The boy prisoner was brought out of the Tombs, although "boy" does nothing to conjure the creature that we observed, a great hulking lad of fifteen with a long chin, a low forehead, and the most awful way of standing as if he were being beaten with a rod. He was a strong fellow, yet his shoulders were rounded, his hands brought so close together he might have been in chains. His eyes and mouth were queerly small, and he stared out at the passing scene as Mr. Perroquet, placing his hand on the creature's shoulder, spoke urgently into his ear.
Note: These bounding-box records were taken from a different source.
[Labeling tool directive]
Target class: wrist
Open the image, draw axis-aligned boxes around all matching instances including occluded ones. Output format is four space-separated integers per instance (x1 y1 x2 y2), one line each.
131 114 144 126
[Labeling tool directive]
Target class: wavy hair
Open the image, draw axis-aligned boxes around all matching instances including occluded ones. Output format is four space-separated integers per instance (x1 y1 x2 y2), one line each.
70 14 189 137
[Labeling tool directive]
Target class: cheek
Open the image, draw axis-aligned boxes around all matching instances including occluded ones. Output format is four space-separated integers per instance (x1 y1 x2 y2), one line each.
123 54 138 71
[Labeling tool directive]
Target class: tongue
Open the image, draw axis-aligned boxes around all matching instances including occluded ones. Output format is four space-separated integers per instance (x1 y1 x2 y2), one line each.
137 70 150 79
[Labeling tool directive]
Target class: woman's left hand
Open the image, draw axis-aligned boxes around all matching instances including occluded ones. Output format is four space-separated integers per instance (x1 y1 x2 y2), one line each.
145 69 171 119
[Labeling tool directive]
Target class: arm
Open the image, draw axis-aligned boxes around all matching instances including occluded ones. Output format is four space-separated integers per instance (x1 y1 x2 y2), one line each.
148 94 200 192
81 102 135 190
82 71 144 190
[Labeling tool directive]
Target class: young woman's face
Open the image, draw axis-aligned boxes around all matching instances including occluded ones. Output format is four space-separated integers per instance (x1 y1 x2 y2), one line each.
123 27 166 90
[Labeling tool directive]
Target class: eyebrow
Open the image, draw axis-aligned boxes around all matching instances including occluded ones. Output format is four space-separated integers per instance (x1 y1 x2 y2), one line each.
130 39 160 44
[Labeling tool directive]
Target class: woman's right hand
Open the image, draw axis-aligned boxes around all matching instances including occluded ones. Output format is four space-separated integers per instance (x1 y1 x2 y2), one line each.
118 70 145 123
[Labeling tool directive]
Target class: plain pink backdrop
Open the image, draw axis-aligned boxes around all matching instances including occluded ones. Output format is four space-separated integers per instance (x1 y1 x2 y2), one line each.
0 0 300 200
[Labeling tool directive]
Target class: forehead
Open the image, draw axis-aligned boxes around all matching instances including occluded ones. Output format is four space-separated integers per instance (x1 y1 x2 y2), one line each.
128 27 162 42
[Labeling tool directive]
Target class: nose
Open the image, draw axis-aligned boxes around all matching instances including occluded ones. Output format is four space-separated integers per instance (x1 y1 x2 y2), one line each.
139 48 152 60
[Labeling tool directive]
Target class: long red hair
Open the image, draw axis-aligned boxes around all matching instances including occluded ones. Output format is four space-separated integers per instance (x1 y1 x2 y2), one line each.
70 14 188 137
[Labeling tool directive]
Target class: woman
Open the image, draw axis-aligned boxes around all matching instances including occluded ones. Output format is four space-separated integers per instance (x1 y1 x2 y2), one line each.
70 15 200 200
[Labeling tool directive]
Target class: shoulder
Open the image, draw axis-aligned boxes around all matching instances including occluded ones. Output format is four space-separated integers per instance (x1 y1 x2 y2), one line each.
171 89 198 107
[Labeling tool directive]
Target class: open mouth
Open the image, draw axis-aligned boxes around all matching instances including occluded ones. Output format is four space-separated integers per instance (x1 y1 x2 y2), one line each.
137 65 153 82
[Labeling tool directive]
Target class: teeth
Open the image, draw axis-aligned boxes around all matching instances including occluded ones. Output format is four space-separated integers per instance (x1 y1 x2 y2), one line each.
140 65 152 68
"This--" said Mr. Peek but he was interrupted by a clerk of the court, who explained to us that the boy's name was Joshua Boulton and he was required as a witness in a trial for murder. The court would be satisfied to give him to the surety of any of these gentlemen if they would feed him until the murderer was hanged.
While Mr. Peek was silently considering this offer, Monsieur Perroquet, his hair blazing in the sun, his hand still on the witness's shoulder, walked him to where the beauty stood. Those who heard them speak could not understand the language, but everyone saw that the woman gave the "boy" some coins and put her lips to his cheek.
As the boy turned, I thought, He is being sent to make his plea. Then he seemed to imagine he had been ordered to talk to the gentlemen outside the pawnshop.
I called, "No, come here."
He started, stared in my direction, made a strange hop, and fled--the most ungainly rush, all crunched shoulders, pigeon toes, ducking, darting in front of a brewery dray, into an alley no wider than a knife. And he was gone, like a cockroach in the narrow dark.